ACDC PROJECT: SYNTHESISING INFORMATION FROM TABULAR DATA INTO CUSTOMISABLE TEXT FORM

Category: Research

ACDC project – a french acronym for Counterfactual Learning for Controlled Data-to-text

The high availability of data is a well-established fact in our society. Whether the data comes from texts, user traces, sensors or knowledge bases, one of the common challenges is quickly access the information contained in these data. One of the answers to this challenge is to generate textual summaries of the considered data, as natural language has many advantages in terms of interpretability, compositionality, accessibility and transferability. The generation of textual descriptions is a problem that refers to an emerging field in the field of natural language processing, called Data-to-Text.

The ACDC project – a french acronym for Counterfactual Learning for Controlled Data-to-text – is an ANR project that builds on recent advances in deep learning and language generation for the generation of textual summaries from tabular data.
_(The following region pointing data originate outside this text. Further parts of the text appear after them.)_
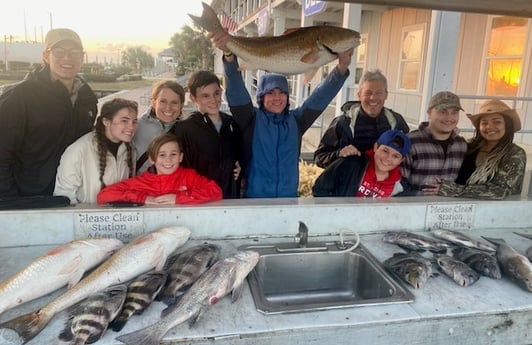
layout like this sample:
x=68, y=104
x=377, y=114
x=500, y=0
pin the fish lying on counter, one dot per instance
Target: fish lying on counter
x=529, y=250
x=482, y=262
x=462, y=239
x=301, y=50
x=144, y=253
x=516, y=266
x=63, y=265
x=89, y=319
x=223, y=277
x=411, y=241
x=458, y=271
x=185, y=268
x=411, y=267
x=140, y=294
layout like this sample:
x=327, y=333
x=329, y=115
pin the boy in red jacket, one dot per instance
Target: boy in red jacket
x=165, y=183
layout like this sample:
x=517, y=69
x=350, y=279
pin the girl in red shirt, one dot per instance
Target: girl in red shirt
x=165, y=183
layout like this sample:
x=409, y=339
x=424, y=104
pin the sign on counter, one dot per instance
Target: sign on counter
x=450, y=217
x=120, y=225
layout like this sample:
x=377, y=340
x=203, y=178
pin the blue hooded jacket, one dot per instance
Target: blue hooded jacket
x=272, y=142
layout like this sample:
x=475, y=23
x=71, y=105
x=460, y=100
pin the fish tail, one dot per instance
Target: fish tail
x=208, y=21
x=145, y=336
x=29, y=325
x=119, y=322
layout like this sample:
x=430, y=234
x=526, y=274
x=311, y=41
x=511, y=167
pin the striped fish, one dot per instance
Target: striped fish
x=140, y=293
x=185, y=268
x=89, y=319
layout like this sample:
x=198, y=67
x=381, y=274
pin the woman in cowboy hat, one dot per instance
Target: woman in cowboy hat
x=494, y=166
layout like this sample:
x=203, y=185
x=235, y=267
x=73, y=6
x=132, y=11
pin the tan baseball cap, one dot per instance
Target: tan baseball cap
x=445, y=99
x=495, y=106
x=55, y=36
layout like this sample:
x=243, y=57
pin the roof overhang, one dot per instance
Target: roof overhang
x=519, y=8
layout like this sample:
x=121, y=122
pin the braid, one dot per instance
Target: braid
x=108, y=111
x=99, y=133
x=130, y=159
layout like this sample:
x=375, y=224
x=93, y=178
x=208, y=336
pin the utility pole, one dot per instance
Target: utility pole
x=6, y=65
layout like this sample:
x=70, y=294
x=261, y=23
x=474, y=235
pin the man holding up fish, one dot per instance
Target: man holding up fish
x=272, y=133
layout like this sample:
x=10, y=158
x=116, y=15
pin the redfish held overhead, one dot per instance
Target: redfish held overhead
x=299, y=50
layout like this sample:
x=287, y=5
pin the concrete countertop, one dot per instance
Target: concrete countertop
x=487, y=312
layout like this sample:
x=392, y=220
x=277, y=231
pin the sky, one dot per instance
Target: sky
x=105, y=26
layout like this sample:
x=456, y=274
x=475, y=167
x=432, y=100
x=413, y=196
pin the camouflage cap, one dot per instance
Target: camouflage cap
x=55, y=36
x=445, y=99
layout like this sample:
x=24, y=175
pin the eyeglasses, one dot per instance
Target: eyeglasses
x=60, y=53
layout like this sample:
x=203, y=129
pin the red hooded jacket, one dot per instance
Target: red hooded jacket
x=187, y=184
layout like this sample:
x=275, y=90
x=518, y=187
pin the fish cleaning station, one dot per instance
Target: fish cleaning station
x=489, y=311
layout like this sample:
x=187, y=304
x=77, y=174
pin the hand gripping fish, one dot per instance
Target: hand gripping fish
x=301, y=50
x=138, y=256
x=62, y=265
x=223, y=277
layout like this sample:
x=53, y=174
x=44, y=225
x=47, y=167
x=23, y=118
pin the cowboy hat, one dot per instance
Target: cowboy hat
x=494, y=106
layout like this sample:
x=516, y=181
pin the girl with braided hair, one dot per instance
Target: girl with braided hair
x=101, y=157
x=494, y=167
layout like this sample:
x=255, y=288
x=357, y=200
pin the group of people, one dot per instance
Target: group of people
x=53, y=142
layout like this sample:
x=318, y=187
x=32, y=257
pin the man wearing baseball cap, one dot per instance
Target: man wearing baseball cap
x=437, y=150
x=375, y=174
x=42, y=115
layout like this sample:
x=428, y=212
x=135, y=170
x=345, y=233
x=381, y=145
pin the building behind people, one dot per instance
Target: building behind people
x=166, y=107
x=101, y=157
x=437, y=150
x=165, y=182
x=374, y=174
x=272, y=133
x=494, y=166
x=212, y=140
x=42, y=115
x=356, y=130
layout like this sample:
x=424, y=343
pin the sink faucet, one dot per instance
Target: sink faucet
x=302, y=236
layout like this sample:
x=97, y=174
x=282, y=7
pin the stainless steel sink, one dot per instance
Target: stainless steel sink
x=320, y=276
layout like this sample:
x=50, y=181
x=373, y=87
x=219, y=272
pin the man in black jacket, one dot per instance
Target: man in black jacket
x=362, y=122
x=42, y=115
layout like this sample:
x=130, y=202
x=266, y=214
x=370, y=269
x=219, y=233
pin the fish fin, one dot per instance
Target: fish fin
x=493, y=240
x=119, y=323
x=195, y=318
x=236, y=293
x=27, y=326
x=75, y=272
x=66, y=334
x=145, y=336
x=311, y=57
x=529, y=236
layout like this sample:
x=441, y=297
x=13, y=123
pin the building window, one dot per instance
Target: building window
x=411, y=60
x=504, y=55
x=362, y=54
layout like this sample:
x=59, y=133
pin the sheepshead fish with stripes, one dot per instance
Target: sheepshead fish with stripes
x=144, y=253
x=141, y=291
x=223, y=277
x=185, y=268
x=90, y=318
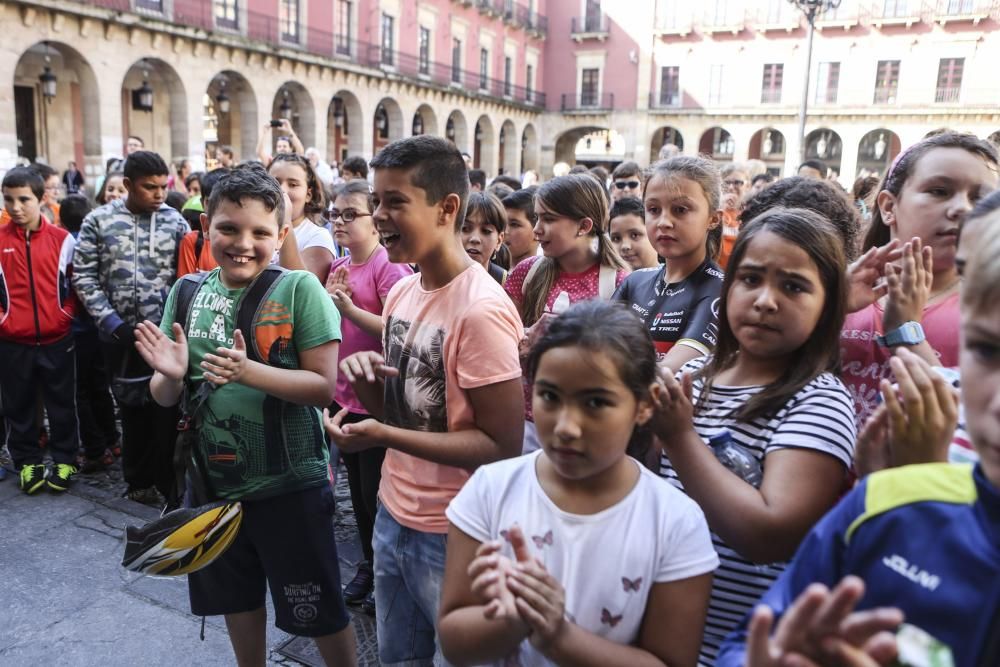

It focuses on :

the invariance search of input data,
the extraction of high-level selection/compression operators,
and the personalization of the produced outputs.

Coordinated by Sylvain Lamprier, Researcher at ISIR and Lecturer in Computer Science at Sorbonne University, the ACDC consortium groups partners with strong competences in machine learning, data-to-text, information retrieval and natural language generation. It is composed of the MLIA team of ISIR, the start-up reciTAL, the Laboratory of Analysis and Modeling of Systems for Decision Support (Paris Dauphine University), and finally the National Museum of Natural History (MNHN – Sorbonne University) which brings its scientific expertise in the field of biology which is one of the important case studies considered”.

Description of the ACDC project by Sylvain Lamprier, project coordinator.

What is the project about?

The ACDC project – Counterfactual Learning for Controlled Data-to-text – relies on advances in language generation via neural architectures, to address problems of textual synthesis of information contained in tabular data. We focus mainly on the search for invariance in the input data, the extraction of high-level compression operators and the personalization of the output produced. We propose to rely on deep learning and reinforcement techniques, involving inference, manipulation and decoding of content synthesis operations representations in a continuous semantic space.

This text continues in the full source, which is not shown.